Un article de scientifiques chinois, co-écrit par Anna Skitnevskaïa, candidate en sciences chimiques, chercheuse principale au Laboratoire de modélisation par chimie quantique des systèmes moléculaires (LMCQSM) de l’Université d’État d’Irkoutsk, et Alexandre Trofimov, docteur en sciences chimiques, professeur de l’Académie des sciences de Russie, chercheur principal au LMCQSM de l’UÉI, intitulé « Damaging Intermolecular Relaxation Processes Initiated by Heavy-Ion Irradiation of Hydrated Biomolecules » a été publié dans la prestigieuse revue scientifique internationale Physical Review X, qui publie des recherches sélectionnées dans le domaine de la physique.
L’étude, qui a duré environ un an, révèle, à l’aide de systèmes de modèles, les mécanismes des processus intermoléculaires qui se produisent lors de l’irradiation de tissus par un faisceau d’ions lourds et qui sont probablement responsables de la rupture des brins d’ADN dans les cellules tumorales. Ceci se produit à la suite de l’effet « Interatomic Coulombic Decay » (ICD) – un processus fondamental universel. L’irradiation aux ions lourds est une méthode prometteuse de radiothérapie contre le cancer. L’étude des mécanismes des processus décrits dans l’article pourrait s’avérer utile pour optimiser les protocoles de traitement.

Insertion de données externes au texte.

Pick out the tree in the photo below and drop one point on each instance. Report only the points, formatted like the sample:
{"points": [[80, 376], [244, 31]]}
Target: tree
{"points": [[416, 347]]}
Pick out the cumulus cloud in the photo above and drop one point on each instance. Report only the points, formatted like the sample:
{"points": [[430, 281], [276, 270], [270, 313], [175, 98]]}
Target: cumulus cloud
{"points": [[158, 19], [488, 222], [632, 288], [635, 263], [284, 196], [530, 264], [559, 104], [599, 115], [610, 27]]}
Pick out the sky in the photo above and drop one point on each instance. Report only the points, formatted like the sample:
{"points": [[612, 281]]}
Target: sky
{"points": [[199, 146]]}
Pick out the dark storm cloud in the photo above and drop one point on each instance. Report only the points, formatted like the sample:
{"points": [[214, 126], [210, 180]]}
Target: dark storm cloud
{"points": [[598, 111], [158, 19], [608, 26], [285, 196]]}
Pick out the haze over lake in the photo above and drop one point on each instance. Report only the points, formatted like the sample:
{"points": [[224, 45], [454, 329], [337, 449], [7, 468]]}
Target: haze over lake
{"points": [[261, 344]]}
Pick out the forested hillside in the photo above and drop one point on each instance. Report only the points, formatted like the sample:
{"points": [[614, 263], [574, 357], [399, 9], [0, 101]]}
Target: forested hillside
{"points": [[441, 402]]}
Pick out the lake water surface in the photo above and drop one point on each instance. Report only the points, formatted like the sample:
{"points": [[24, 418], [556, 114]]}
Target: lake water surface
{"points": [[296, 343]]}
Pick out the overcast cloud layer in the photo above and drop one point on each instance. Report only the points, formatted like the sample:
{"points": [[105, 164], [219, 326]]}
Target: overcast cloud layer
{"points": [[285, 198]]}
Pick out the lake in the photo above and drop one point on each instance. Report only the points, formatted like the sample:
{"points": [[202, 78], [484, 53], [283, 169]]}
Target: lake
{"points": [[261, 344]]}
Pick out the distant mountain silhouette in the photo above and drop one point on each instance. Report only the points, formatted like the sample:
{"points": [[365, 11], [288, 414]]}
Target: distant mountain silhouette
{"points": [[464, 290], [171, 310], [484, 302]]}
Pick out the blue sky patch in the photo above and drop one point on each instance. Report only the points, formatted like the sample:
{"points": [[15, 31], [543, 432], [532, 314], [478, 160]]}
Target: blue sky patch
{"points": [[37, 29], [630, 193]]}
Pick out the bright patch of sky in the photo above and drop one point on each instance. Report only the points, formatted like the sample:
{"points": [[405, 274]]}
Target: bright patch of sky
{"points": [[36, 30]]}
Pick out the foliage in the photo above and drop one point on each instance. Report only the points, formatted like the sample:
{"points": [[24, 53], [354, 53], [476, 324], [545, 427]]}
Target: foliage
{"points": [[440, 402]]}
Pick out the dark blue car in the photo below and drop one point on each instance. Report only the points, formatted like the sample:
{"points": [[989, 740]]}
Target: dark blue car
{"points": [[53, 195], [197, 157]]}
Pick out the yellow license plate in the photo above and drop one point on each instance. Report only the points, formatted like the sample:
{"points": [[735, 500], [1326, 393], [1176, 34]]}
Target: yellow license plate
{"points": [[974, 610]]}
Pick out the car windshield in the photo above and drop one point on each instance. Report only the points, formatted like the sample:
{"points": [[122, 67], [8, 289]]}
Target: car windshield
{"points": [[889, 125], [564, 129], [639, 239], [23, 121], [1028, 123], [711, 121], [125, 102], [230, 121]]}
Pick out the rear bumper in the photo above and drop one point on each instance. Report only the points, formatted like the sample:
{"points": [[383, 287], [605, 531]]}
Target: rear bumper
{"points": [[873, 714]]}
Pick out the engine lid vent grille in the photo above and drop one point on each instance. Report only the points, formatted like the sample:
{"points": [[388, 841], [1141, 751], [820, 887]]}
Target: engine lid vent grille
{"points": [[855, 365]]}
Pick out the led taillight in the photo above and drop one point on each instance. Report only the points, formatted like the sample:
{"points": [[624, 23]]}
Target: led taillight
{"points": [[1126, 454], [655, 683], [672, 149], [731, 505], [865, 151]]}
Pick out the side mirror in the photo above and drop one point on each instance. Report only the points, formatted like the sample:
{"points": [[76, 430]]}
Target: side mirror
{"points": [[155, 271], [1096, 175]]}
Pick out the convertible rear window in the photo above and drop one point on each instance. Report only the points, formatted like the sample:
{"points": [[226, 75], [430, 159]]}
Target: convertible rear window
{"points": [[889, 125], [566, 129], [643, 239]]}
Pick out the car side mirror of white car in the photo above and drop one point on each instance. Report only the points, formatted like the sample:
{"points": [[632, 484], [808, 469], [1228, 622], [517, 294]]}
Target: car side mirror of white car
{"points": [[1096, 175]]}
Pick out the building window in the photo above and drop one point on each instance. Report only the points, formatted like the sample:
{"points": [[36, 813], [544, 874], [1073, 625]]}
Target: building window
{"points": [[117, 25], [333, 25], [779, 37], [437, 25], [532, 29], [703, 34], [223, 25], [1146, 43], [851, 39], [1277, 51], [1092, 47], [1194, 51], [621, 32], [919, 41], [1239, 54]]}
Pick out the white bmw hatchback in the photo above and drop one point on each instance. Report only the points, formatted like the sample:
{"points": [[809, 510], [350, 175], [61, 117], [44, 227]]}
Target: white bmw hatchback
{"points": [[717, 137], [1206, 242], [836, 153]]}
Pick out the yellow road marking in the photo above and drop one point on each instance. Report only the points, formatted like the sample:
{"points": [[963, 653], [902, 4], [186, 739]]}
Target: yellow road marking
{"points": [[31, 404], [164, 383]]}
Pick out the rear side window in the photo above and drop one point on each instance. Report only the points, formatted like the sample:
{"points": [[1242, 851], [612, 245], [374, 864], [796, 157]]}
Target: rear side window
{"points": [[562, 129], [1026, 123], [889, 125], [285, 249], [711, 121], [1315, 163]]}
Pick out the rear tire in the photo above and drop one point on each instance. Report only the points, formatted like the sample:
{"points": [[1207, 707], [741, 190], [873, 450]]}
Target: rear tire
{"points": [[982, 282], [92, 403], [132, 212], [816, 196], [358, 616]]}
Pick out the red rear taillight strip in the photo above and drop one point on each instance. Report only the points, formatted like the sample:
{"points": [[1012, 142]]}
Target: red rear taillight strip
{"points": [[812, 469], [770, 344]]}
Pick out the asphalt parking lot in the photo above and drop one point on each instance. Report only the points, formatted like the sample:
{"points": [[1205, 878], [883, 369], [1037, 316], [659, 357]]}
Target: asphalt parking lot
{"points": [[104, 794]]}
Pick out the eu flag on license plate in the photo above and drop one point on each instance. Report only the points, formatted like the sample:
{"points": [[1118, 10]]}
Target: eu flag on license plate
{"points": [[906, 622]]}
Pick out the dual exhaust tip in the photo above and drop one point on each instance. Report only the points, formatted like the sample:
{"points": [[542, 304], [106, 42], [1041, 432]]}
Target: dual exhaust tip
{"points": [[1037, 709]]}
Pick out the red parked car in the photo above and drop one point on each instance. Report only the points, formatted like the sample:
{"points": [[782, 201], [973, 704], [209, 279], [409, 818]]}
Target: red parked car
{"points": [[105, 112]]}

La modélisation théorique des processus décrits dans l’article a été réalisée à l’université d’État d’Irkoutsk, et la base des expériences a été l’Institut de physique moderne de l’Académie des sciences de Chine à Lanzhou (Chine), où se trouve un accélérateur de noyaux de fer.
Anna Skitnevskaïa :
Cet instrument est prévu pour la recherche de nouveaux éléments, mais il est également utilisé pour la thérapie du cancer. C’est la seule installation de ce type en Chine. Les processus de transfert d’énergie et de charge que nous étudions ont déjà été étudiés lors de l’irradiation de complexes moléculaires par des photons (laser) et des faisceaux d’électrons. Mais il n’y avait pas eu de résultats expérimentaux concrets avec l’irradiation par des particules plus lourdes en tant que vecteur d’énergie. Il n’y avait que des résultats obtenus sur de très petits complexes. Dans notre travail, les recherches ont été effectuées sur un système relativement grand : une molécule de pyrimidine avec plusieurs molécules d’eau dans son environnement immédiat. En collaboration avec des collègues chinois, nous avons réussi à prouver que les processus qui se déroulent lors du bombardement par des noyaux lourds (fer et carbone) sont similaires aux changements induits par les photons et les électrons. Dans notre travail, nous avons découvert que l’efficacité des processus étudiés change considérablement en fonction du nombre de molécules voisines – des molécules d’eau dans ce cas. Cette conclusion importante n’a été possible que grâce à la comparaison des données théoriques et expérimentales.
Les scientifiques du LMCQSM de l’UÉI travaillent sur ce sujet depuis 2017. Les résultats expérimentaux dans ce domaine ne peuvent être interprétés sans confirmation théorique, d’où la nécessité d’une collaboration étroite entre théoriciens et expérimentateurs. Aujourd’hui, il n’y a pas d’expériences de ce type en Russie. Le groupe de recherche du LMCQSM travaille non seulement avec le groupe de Lanzhou, mais également avec un groupe de physiciens de l’Université de Xi’an (Chine) sous la direction du professeur Ren Xueguang, ainsi qu’avec des expérimentateurs et théoriciens allemands.
Anna Skitnevskaïa :
Aujourd’hui, la Chine prête beaucoup d’attention au développement de la science et investit des gros moyens. Je vois que les instruments que mes collègues chinois construisent dans leurs universités surpassent en termes de performance, de qualité, de résolution et d’autres caractéristiques les instruments utilisés par des expérimentateurs allemands plus renommés, auprès desquels la plupart des professeurs chinois ont étudié. Il faut dire que les groupes de recherche avec lesquels j’ai eu l’occasion d’interagir montrent un vif intérêt pour la collaboration avec les scientifiques russes.